Ya era «el viejo», y los del taller no consultaban con él, rodeándole de una benevolencia despectiva. Lo sabían adicto a los patronos y lo creían torpe, usado hasta en sus pasiones elementales. Por eso, a pesar de estar siempre más alto que los demás, apenas se enteró de la huelga hasta que oyó los gritos. Un obrero joven, de manos lentas en el trabajo y palabras rápidas y llameantes, capitaneaba a los obreros. Él no lo entendía, pero lo admiraba. ¡Hubiera querido tener un hijo así, y no lo tuvo! ¡Hubiera querido que su nieto, el que iba a entrar de aprendiz precisamente aquella misma semana, se pareciese al mozo intrépido que hablaba de la necesidad de jugarse el todo por el todo para evitar que la fuerza pública los echara del taller y vinieran esquiroles traídos de otras ciudades a robarles su pan!

Una mañana neblinosa de invierno las palabras restallaron tensas, y algo eléctrico superior al fluido de los motores, enrareció la atmósfera del taller. Los capataces y el representante de los patronos se habían retirado medrosos. De pronto alguien lanzó un grito desde fuera: «¡La tropa! ¡La tropa!». Y el ritmo de la gran nave llena de máquinas y de hombres tuvo un sobresalto... Estallaron poleas, saltaron piezas de maquinaria, pedazos de acero fueron lanzados por manos violentas contra el cuadro de distribución, se extinguieron las lámparas, y el taller quedó envuelto en una claridad fría donde, poco después, serpearon los fogonazos de los disparos y los ayes.

Desde lo alto de su máquina el viejo, desligado por completo del movimiento societario, pensó de súbito que el hijo con quien había tenido esas diferencias irreductibles entre la generación que se va y la que llega, se había librado de servir a la máquina, mientras que el nieto, la flor sin espinas de su vida, estaba ya destinado a ser su esclavo. Y en un ademán resuelto de venganza, echó entre los engranajes la enorme llave inglesa... Hubo un crujido de hierros que se dañan unos a otros, de piñones que saltan, y, luego, un estremecimiento monstruoso tras el cual la máquina se quedó inerte. Casi enseguida sonaron los primeros disparos y cayó herido.
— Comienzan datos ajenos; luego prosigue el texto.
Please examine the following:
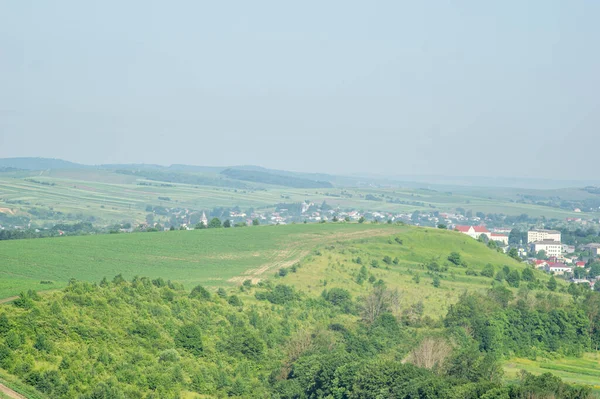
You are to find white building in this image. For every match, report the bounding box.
[546,263,573,275]
[531,240,562,258]
[527,229,561,244]
[488,233,508,245]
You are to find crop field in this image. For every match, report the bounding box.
[0,170,581,225]
[282,228,549,317]
[0,223,408,298]
[504,352,600,398]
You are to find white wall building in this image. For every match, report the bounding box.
[531,240,562,258]
[527,229,561,244]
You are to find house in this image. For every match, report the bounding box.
[527,229,561,244]
[488,233,508,245]
[545,263,573,275]
[583,243,600,256]
[530,240,562,258]
[454,225,491,239]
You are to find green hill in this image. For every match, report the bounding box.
[0,223,600,399]
[0,223,408,298]
[283,227,549,317]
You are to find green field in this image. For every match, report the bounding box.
[282,227,549,317]
[0,170,582,225]
[504,352,600,398]
[0,223,408,298]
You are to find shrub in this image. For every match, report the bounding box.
[175,324,204,356]
[448,252,462,266]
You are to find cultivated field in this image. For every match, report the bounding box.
[504,352,600,398]
[282,227,549,317]
[0,223,408,298]
[0,170,581,225]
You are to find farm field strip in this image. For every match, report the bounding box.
[0,224,403,298]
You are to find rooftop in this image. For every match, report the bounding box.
[532,240,562,247]
[529,229,560,234]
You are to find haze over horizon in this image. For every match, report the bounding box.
[0,0,600,180]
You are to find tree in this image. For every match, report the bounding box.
[175,324,204,356]
[521,267,535,281]
[448,252,461,266]
[481,263,494,277]
[488,285,514,308]
[190,285,210,299]
[506,270,521,288]
[208,218,221,229]
[546,276,558,291]
[362,286,400,324]
[508,248,521,261]
[588,262,600,278]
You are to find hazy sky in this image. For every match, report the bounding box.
[0,0,600,178]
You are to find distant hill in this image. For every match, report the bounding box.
[221,169,333,188]
[0,157,91,170]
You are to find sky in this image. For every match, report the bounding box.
[0,0,600,179]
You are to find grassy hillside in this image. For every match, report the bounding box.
[504,353,600,397]
[0,169,581,225]
[0,223,408,298]
[282,228,549,317]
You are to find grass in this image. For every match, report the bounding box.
[0,170,582,225]
[282,228,549,317]
[504,352,600,398]
[0,223,408,298]
[0,368,47,399]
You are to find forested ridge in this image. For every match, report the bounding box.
[0,276,600,399]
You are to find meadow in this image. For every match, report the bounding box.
[0,170,581,225]
[504,352,600,398]
[0,223,407,298]
[282,227,549,318]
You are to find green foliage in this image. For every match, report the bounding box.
[546,276,558,291]
[256,284,298,305]
[506,270,521,288]
[190,285,211,300]
[448,252,462,266]
[207,218,222,229]
[480,263,494,277]
[521,267,535,281]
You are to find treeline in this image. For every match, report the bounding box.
[221,169,333,188]
[115,169,248,189]
[0,278,599,399]
[0,222,96,241]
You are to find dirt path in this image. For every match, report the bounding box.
[227,225,401,284]
[0,296,18,305]
[0,384,27,399]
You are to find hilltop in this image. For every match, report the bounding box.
[0,223,407,297]
[0,223,549,317]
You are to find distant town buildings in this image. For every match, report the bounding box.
[454,225,508,245]
[527,229,561,244]
[531,240,562,258]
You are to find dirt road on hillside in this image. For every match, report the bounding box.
[0,384,27,399]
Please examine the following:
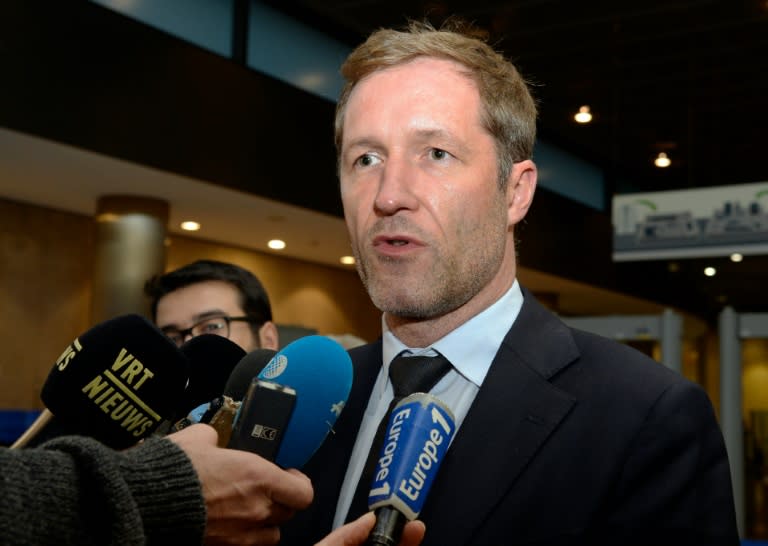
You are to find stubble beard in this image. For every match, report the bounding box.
[355,225,505,320]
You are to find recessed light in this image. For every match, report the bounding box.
[181,220,200,231]
[653,152,672,169]
[573,105,592,123]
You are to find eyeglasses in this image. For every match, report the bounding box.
[162,316,256,347]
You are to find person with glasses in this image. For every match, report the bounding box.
[144,260,279,352]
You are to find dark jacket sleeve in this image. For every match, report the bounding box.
[0,436,205,546]
[588,381,738,546]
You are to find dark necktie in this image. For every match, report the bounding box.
[346,353,451,521]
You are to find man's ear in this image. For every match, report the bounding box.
[507,159,537,226]
[259,321,280,351]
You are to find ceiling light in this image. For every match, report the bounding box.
[573,106,592,123]
[653,152,672,169]
[181,220,200,231]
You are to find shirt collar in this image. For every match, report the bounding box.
[381,279,523,387]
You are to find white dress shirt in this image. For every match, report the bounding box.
[333,280,523,529]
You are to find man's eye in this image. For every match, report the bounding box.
[429,148,449,161]
[202,322,224,334]
[355,154,378,167]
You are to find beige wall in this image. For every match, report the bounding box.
[167,233,381,341]
[0,199,381,409]
[0,199,768,420]
[0,199,94,409]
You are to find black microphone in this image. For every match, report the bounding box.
[366,393,456,546]
[172,348,276,447]
[176,334,246,418]
[11,314,188,449]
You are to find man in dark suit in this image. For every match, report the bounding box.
[283,18,738,546]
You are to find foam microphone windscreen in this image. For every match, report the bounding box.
[176,334,246,418]
[367,393,456,545]
[233,335,352,468]
[223,349,277,402]
[14,315,188,449]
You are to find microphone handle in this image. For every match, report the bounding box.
[11,408,53,449]
[365,506,406,546]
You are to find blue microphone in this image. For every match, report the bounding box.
[229,335,352,468]
[367,392,456,546]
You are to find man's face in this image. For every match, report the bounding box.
[155,281,259,352]
[340,58,514,319]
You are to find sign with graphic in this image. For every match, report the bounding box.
[612,182,768,261]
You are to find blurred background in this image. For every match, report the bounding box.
[0,0,768,540]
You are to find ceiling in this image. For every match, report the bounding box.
[265,0,768,193]
[0,0,768,328]
[258,0,768,322]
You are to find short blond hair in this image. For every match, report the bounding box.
[334,18,537,187]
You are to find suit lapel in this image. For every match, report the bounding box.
[420,293,578,545]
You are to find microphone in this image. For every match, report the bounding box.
[228,335,352,468]
[176,334,246,418]
[366,393,456,546]
[11,314,188,449]
[172,348,277,447]
[224,349,277,401]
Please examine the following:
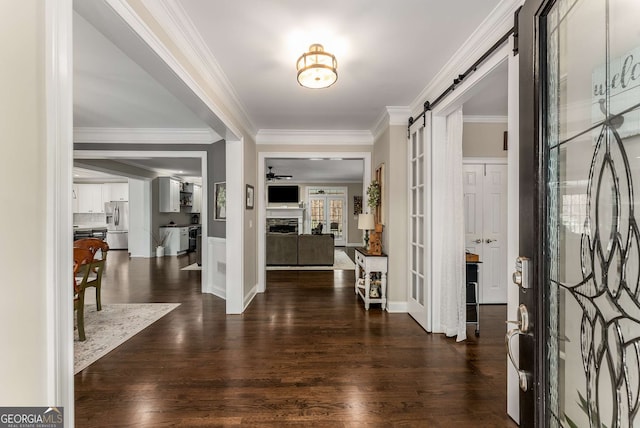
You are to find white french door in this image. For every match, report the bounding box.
[463,163,507,303]
[308,188,347,247]
[407,112,432,331]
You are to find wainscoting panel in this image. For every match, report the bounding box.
[207,237,227,299]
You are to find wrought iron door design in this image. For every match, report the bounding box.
[542,0,640,428]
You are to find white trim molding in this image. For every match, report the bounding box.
[142,0,256,136]
[73,127,222,144]
[387,300,409,314]
[256,129,373,146]
[242,284,258,312]
[42,0,75,426]
[371,106,411,140]
[105,0,242,139]
[410,0,524,115]
[462,115,508,123]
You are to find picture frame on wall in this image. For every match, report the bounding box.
[213,181,227,221]
[245,184,253,210]
[375,163,386,225]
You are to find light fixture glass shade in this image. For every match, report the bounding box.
[296,43,338,89]
[358,214,376,230]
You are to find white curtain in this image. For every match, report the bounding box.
[436,108,467,341]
El drama desarrollóse a partir de ese minuto en rápidas e increíbles etapas: ¿Por qué aquel obrero joven a quien nada lo ligaba se declaró autor de todo los actos de sabotaje y aseguró que él mismo había tirado sobre la máquina antigua la llave inglesa destructora? Misterio. Su herida le valió un subsidio y la visita de sus patronos. Los largos años de servidumbre abonaron la credulidad de todos. «¡Él tan fiel, tan ligado a la casa, no podía haber formado parte de la horda! Bien lo sabían ellos», decían junto a su lecho los convencidos patronos. Él calló.

Un milagro que había de concluir mal realizábase ante sus ojos dejándolo atónito, sin palabras. La generosidad de los dueños de la fábrica lo tomó de blanco, y recibió regalos, plácemes. Dos meses más tarde, volvía al taller con el nieto cogido de la diestra, y subían ambos la escalerilla de acero después de pasar ante el plano pulido, que reflejó una figura curvada y otra vivaz, ágil. La máquina, curada por los mecánicos, comenzó su murmullo, y el viejo, curado por los médicos, dirigió automáticamente hacia las palancas de mando sus manos donde las venas tenían relieves rígidos. El duelo no había concluido aún. Pero ya estaba vencido, y la máquina sonreía con los dientes recién limpios de sus engranajes, segura de que, cuando ya él, muy pronto, no pudiera subir la escalerilla, ella, invencible, lo seguiría derrotando en su nieto.